Another example would be if your character, SARAH, is trying to win a dance contest, she's dancing well during practice, theirs a preliminary dance test and she blows the girl who is expected to win out of the water.  The dance instructor takes a liking to SARAH and the old dance pro girl, TRISH, now wants to kick SARAH's ass because she sees her as a real threat now.

The midpoint signify s GAME ON.

MAJOR SOCIAL REVERSAL - Symptoms to tell if your character is performing one:

Symptom - Your character becomes 1) the solution some characters have been looking for and 2) the threat some other characters have been hoping won't show up.

Symptom -  Your character will take a step that shows that they have the upper hand.  That they are in control and rising to greatness.  Your villain will now take notice.

Symptom - Point of No Return at which characters take sides.  Point of no return in the eyes of the other characters.  They way they view your hero has changed forever hence no return.

From produced movies:

Rushmore: Max starts construction on the baseball field and is kicked out of Rushmore
Shawshank Redemption: Andy blasts an opera record for all the prisoners to enjoy
Jaws: The beach is being protected But Shark attacks Brody and Mayor's kids in bay
Field of Dreams: Mann hears voice and joins Ray.  Mark telling Ray's wife to sell farm.
Star Wars:  Luke and gang free Leia, Vader kills Ben





Tuesday, November 11, 2014

Rushmore - 3 Act Structure


Rushmore - Movie Analysis for Screenwriters


Let's explore each point:

Character Theme: This is how I describe who my character is, it's the attributes that I'm exploring and using to build the story.

Story Theme:  This is the subject matter that I'm exploring and using to build my story as well.  It is the world in which my character lives in.

Central Dramatic Question: This is what my character wants whether he knows it or not.

Answer to central dramatic question: This is what my character or my audience learns at the end of the story.

There can also be a Central Story Question like How do we get to New York by tomorrow?  Or How do we get the Key from the fortress?
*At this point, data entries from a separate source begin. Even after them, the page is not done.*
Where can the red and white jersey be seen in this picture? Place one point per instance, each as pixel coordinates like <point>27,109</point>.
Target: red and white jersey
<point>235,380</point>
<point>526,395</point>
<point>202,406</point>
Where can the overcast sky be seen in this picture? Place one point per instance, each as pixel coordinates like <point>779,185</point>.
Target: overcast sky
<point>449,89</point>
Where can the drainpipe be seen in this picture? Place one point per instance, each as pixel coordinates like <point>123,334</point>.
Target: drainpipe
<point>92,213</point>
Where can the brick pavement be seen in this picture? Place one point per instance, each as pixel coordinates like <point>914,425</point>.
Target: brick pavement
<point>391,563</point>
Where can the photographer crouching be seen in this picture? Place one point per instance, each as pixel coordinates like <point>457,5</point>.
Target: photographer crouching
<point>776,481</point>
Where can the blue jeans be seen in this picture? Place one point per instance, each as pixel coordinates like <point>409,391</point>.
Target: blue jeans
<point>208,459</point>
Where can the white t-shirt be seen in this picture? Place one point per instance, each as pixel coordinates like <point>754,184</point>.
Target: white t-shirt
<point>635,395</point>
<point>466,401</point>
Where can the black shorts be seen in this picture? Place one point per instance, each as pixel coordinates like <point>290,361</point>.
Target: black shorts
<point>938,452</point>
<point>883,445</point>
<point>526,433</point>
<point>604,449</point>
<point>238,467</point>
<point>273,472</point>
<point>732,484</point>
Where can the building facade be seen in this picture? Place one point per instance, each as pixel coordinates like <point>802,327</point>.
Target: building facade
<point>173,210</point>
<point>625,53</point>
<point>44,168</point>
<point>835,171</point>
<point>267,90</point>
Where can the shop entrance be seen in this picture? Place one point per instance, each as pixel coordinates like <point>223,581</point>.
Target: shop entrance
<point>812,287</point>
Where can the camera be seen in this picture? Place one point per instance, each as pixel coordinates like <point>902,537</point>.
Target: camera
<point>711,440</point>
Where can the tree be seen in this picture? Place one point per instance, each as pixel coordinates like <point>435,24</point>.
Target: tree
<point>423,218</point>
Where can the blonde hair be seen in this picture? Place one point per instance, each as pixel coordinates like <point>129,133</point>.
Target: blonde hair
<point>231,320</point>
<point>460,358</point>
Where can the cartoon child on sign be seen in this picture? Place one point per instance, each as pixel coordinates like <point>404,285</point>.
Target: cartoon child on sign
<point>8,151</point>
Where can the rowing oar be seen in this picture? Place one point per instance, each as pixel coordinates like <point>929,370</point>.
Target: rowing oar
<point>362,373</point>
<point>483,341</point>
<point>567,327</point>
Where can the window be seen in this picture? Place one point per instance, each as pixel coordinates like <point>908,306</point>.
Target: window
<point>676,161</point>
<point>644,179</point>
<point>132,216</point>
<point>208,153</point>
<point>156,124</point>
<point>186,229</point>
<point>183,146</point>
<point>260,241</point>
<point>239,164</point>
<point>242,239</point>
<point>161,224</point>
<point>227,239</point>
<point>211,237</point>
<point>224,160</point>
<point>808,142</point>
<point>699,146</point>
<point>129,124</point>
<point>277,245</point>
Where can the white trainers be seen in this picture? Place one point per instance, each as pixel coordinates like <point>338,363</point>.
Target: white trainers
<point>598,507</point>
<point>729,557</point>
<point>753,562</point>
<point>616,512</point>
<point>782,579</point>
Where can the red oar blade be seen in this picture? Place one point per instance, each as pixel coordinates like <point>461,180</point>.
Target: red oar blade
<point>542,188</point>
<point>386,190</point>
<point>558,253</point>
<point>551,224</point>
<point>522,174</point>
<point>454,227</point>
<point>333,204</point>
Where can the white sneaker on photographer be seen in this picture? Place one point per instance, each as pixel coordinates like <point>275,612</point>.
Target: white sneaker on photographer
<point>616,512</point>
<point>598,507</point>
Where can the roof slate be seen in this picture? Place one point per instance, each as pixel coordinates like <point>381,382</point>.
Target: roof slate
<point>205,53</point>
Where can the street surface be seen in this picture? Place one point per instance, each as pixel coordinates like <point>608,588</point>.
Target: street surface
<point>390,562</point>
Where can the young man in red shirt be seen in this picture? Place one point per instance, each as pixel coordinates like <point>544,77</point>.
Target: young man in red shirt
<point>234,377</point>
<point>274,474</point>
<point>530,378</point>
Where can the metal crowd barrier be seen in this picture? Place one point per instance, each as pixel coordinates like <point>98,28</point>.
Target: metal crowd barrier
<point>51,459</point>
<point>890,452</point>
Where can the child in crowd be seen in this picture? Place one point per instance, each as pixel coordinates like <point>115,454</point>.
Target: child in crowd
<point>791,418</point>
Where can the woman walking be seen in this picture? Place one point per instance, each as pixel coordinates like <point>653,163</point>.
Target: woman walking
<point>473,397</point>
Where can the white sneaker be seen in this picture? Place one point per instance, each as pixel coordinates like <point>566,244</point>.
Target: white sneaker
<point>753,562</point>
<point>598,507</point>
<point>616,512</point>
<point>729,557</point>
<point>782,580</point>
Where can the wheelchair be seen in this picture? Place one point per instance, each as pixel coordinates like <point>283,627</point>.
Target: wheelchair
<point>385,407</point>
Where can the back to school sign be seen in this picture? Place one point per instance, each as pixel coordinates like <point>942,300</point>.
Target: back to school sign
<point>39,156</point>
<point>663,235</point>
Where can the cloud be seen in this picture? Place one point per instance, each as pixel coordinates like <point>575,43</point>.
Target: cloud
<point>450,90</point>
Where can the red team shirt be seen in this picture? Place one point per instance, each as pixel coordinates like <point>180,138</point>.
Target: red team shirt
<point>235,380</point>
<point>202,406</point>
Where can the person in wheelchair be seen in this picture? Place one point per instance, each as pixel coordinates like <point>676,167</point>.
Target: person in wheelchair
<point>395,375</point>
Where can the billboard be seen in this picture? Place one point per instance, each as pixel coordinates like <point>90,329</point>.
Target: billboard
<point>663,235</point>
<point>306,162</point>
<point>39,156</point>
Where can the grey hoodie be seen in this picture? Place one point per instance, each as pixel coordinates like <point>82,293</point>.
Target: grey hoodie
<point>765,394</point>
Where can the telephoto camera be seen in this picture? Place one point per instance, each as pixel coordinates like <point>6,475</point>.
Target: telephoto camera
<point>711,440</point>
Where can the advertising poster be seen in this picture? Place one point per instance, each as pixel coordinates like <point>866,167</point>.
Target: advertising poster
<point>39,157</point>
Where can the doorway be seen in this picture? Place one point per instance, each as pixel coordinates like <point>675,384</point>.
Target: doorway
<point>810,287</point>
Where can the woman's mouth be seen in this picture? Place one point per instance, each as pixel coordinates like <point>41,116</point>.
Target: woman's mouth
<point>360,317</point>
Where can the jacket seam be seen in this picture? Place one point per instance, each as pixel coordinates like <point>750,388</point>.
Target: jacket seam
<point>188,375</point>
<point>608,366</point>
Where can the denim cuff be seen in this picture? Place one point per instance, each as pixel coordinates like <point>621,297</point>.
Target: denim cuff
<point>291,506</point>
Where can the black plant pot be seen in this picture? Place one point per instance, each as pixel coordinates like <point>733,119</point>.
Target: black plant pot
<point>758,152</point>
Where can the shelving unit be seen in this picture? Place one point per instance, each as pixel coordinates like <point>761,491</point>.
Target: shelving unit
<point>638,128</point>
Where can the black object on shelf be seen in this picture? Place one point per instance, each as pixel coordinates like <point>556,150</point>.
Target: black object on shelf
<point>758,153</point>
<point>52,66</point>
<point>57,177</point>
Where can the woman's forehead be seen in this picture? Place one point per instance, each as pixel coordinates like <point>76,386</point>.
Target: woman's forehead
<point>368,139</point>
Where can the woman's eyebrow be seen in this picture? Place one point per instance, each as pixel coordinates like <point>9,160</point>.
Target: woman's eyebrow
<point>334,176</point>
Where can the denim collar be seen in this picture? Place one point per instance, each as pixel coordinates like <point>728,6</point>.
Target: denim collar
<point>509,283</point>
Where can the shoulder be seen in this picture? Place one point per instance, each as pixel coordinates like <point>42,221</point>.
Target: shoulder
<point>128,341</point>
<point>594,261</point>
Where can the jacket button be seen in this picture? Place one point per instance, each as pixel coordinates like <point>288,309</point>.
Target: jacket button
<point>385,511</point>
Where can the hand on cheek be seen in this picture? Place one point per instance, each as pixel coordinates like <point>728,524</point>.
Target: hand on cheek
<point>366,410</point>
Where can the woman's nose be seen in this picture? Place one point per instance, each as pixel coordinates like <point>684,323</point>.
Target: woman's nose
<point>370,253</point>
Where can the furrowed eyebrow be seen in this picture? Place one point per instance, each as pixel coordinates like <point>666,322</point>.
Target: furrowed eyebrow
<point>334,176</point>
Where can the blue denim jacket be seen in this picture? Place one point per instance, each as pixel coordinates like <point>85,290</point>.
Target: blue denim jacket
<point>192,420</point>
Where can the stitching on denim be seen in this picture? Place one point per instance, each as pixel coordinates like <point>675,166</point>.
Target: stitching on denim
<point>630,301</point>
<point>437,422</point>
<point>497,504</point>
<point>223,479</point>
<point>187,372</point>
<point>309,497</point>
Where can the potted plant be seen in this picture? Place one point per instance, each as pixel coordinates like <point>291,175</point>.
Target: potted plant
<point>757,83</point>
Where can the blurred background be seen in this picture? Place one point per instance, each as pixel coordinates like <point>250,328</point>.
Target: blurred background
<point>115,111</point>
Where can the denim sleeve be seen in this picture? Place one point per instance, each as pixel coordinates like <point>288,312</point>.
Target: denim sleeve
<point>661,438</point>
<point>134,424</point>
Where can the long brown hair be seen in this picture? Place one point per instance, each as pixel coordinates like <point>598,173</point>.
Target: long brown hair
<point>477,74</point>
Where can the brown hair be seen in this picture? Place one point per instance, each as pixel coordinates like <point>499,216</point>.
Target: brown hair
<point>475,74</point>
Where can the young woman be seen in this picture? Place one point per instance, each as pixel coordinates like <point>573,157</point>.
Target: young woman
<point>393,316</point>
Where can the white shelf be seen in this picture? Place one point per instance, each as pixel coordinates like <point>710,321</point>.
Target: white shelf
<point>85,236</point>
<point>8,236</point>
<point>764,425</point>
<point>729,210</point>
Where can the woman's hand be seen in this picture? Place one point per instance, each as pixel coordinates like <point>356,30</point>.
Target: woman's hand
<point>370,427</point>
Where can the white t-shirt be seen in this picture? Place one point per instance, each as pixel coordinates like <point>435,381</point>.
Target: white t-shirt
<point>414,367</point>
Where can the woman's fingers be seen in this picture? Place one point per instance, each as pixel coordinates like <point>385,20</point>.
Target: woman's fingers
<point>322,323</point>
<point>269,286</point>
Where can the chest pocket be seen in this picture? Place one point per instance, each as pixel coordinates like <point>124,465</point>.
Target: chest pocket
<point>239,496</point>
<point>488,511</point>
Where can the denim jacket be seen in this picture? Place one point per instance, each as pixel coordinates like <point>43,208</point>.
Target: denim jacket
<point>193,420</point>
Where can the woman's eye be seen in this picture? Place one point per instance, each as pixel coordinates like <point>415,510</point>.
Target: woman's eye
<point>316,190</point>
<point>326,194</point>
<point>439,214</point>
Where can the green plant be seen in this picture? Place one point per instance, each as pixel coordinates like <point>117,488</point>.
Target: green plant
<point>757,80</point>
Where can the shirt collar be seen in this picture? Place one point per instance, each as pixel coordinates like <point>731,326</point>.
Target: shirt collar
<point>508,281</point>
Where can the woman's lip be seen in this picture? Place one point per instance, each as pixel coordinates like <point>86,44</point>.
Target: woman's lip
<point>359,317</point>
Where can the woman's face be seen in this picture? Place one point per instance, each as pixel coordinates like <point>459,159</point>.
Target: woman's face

Etc.

Tuesday, November 4, 2014

the second draft - rewriting a screenplay

Two tips:

In the second draft you will ADD not subtract scenes.  You will be using your editing-right brained and this is the draft to let that speak.

 Tip two is to let the story sit for six months or until you forget most of it.

It is in the THIRD draft that you begin to cut, restructure scenes and shape the story.  For it is only until after you have let both sides speak that you can synthesize their voices into a story.

How many times have you sat down to rewrite that second draft with scissors and erasers and delete keys at the ready?   And how many times have you failed to produce a better draft?

Its commercialism and desperation and downright disrespect that leads you to thrust the throttle into a second draft rewrite.  Ultimately you end up riding on an airplane of tragedy that breaks up in mid air leaving you and yours, a blood exploded corpse on the asphalt roof of some suburban dry-hopped, hand job who can't stand up to the middle school kids on his block when they flick him off and smash his pumpkins.

So don't be that kind of shitty human writer, you little prick.

Build and develop your script in the second draft and don't cry over page counts yet.